Mr. VINSON. Well, Mr. Comptroller General, I want to thank you from the bottom of my heart. This is just exactly the kind of analysis that I have been looking for. There is so much meat in this document that I don't know whether, in the short time that we have this morning, we can develop it like it should be.

But I do hope that this committee can have the benefit of consultation by our counsel and the staff with your people, so we can try to write into the statute some of these thoughts that are running through this document which can be written into law.

Thank you again.

It is just exactly the kind of analysis we need; and if this thing can be shaped up along the lines suggested here in a statute, why, we will accomplish a great deal, and, I am satisfied, in getting a better price and in saving probably an immense amount of work, in the use of the Comptroller's Office.

Now, let me ask you this:

You do not appear in the picture until it is all over?

Mr. CAMPBELL. That is correct, Mr. Chairman.

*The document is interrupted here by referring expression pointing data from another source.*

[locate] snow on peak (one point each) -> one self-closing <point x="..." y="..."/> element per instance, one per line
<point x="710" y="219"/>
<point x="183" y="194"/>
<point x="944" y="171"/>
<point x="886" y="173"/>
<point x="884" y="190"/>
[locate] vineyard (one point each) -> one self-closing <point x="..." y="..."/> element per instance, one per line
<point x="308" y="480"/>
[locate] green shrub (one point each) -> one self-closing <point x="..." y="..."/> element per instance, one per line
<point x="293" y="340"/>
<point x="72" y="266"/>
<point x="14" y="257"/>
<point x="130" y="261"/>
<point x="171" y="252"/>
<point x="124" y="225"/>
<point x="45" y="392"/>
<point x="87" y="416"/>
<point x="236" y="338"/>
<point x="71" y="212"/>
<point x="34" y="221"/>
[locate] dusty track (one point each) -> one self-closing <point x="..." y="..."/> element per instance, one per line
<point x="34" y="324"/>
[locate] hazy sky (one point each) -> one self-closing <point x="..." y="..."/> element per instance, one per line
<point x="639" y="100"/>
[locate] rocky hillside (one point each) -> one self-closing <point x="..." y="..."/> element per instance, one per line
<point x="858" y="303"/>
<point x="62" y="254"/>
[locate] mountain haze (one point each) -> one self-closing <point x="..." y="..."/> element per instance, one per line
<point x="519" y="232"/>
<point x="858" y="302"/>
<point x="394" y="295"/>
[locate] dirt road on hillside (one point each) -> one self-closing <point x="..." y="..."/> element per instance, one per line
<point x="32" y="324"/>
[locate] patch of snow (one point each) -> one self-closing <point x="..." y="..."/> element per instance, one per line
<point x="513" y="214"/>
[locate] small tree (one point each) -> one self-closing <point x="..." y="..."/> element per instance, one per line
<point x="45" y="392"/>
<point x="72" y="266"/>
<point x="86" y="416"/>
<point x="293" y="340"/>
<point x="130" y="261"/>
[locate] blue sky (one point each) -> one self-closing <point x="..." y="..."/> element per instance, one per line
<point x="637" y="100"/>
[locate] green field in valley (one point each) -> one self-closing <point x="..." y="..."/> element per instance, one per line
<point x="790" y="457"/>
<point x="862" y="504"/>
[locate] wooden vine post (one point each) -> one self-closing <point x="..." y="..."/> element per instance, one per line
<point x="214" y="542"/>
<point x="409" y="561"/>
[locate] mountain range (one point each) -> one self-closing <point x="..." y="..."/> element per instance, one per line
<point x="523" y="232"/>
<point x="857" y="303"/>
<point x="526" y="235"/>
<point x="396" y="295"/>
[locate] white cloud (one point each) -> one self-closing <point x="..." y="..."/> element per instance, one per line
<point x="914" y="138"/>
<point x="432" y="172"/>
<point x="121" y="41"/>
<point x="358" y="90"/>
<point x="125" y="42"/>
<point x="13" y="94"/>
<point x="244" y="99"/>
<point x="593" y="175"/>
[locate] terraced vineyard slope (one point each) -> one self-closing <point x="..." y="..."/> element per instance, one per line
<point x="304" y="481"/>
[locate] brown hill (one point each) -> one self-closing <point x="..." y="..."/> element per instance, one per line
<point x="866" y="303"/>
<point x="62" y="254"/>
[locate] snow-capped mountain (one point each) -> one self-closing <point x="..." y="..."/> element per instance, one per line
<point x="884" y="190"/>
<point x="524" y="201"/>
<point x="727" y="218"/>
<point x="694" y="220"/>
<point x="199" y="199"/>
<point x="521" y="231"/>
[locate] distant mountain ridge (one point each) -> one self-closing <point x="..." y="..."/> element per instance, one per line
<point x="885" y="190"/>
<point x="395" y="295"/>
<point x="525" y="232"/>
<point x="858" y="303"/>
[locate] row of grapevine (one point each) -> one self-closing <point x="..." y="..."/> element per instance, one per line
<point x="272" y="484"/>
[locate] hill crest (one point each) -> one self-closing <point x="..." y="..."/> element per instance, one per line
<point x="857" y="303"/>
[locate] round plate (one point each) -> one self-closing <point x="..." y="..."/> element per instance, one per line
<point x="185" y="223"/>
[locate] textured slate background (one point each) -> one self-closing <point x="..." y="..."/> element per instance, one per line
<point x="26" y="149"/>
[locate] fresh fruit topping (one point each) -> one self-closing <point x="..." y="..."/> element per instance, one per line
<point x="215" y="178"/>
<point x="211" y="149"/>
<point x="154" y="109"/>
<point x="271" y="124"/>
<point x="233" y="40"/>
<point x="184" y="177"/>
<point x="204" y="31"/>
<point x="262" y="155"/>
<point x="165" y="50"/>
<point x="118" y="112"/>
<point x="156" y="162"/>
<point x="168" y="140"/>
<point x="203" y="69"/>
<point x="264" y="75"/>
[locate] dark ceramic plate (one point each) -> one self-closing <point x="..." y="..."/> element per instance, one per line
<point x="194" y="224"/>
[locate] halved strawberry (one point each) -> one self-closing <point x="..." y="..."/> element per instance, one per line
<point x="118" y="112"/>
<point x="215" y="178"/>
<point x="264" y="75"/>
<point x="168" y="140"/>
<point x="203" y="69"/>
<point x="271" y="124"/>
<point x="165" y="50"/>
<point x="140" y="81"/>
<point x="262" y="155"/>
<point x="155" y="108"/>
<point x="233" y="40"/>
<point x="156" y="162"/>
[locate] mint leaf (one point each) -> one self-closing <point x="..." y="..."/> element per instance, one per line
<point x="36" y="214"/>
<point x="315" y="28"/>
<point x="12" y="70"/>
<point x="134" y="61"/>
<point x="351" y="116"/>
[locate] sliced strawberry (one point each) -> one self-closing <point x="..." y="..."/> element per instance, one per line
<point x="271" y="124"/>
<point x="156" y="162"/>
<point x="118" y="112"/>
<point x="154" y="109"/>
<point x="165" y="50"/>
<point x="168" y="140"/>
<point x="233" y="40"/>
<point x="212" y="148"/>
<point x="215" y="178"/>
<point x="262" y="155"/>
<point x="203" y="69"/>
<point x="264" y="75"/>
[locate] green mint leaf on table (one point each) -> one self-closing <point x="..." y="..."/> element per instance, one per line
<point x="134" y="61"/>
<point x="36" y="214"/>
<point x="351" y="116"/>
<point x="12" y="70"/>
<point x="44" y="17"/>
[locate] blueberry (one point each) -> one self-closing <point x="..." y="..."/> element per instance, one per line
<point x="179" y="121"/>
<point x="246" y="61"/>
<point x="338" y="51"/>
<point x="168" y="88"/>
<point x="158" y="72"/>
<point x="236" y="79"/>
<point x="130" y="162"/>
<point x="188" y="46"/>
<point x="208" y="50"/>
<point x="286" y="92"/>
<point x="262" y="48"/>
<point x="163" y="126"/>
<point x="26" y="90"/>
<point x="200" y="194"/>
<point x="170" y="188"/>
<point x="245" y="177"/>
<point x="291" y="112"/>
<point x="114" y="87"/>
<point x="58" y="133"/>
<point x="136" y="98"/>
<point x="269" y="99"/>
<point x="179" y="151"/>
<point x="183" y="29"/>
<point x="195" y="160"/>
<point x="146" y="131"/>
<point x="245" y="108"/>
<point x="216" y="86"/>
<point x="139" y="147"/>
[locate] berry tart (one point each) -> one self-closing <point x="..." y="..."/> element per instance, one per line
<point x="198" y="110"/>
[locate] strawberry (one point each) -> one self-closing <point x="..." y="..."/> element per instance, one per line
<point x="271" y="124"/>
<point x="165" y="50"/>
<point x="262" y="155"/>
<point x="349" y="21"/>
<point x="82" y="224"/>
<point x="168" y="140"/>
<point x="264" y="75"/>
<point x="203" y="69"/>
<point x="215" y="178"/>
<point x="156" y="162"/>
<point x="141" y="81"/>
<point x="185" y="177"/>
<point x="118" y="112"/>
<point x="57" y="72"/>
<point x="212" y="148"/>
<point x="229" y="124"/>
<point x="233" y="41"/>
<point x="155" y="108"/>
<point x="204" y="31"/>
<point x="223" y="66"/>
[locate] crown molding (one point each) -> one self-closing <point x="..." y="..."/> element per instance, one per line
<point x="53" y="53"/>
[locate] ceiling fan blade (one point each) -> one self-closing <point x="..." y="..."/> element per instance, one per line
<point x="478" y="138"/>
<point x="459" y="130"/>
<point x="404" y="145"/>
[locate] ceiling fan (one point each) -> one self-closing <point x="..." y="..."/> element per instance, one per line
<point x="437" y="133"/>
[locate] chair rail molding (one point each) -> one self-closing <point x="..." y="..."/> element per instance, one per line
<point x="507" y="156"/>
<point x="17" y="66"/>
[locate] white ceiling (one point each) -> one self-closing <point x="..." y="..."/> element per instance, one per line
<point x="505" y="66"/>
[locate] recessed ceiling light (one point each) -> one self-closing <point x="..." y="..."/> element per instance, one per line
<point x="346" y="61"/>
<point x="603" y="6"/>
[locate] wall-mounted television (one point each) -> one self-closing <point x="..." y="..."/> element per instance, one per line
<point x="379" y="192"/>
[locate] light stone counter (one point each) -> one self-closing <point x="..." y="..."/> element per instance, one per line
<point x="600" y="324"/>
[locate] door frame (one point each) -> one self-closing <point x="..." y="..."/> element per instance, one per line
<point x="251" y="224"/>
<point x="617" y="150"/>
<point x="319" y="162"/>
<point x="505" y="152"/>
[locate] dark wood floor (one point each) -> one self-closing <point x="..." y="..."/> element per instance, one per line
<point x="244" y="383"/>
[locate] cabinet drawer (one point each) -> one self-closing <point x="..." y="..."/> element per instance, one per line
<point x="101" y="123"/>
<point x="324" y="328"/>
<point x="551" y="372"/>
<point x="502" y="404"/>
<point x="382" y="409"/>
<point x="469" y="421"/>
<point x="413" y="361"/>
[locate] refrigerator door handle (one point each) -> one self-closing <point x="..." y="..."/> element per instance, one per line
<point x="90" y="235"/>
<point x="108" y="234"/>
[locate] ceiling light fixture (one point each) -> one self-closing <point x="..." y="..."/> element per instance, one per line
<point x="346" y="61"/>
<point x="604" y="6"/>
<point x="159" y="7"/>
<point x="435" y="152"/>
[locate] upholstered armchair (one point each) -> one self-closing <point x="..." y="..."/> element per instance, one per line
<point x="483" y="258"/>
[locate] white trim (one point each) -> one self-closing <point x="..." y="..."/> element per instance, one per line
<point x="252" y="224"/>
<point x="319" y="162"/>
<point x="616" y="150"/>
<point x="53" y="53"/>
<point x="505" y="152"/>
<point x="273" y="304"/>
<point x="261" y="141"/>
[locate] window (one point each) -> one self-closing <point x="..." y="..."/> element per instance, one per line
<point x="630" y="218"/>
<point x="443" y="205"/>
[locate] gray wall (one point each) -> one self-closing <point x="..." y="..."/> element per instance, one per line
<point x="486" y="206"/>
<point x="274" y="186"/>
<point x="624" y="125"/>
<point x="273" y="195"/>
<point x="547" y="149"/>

Mr. VINSON. The horse is gone.

All right, then you have to come in. Would it be possible at a certain stage where negotiated contracts are made, for you to appear in the making of the contract?

Mr. CAMPBELL. Mr. Chairman, I don't think that would be feasible. Mr. VINSON. All right. That answers that. That wouldn't be feasible.

Then you have to wait until it is all over before you can step in and find the errors?

Mr. CAMPBELL. I think that is correct.

Mr. VINSON. Now, let me enlarge on that.

Why wouldn't it be feasible for you, who are later on going to tabulate and point out the errors-why wouldn't it be to the advantage of the Government for you to contribute your knowledge at the time the contract is being made? Why should it all wait?

Is it due to the physical limitations of not having enough people to do it, or what is it due to?

Mr. CAMPBELL. I think that is correct, Mr. Chairman. There are not enough people in our organization to do it, if it were feasible. And I do think it would slow up the process of contracting, tremendously.

Mr. VINSON. And it would slow down contracting, is that it?

Mr. CAMPBELL. Yes.

Mr. VINSON. Because you would require more accurate knowledge and more cost information than the negotiators have available at the time of the contract?

Mr. CAMPBELL. That is correct.

Mr. VINSON. Well, if that be true, then should you not be more generous, probably, in your criticism of them? Because they are not in a position to get the information themselves.

Mr. WELCH. May I answer that question, at least in part?

Mr. CAMPBELL. Yes.

Mr. WELCH. We do have a procedure whereby, of course, by statute, the heads of the agencies are free to ask the Comptroller General for an advance decision. They can take advantage of that right if they so desire and submit any question concerning the making of a

contract

Mr. VINSON. That is merely as to the legality.

Mr. WELCH. Yes, that is correct.

Mr. VINSON. That doesn't go into anything, but the legality of the contract.

Mr. WELCH. Generally speaking, that is true.

Mr. VINSON. It doesn't go into the type of contract.

Now, I was impressed here about the case you pointed out where they made the wrong kind of a contract.

Mr. HUDDLESTON. Periscopes.

Mr. VINSON. Where they could have saved $626,000 if they had made the right kind of contract.

Now, we lost some money because they made the contract, and we had to pay them, and after we had paid them, why, you said they made the wrong kind of contract.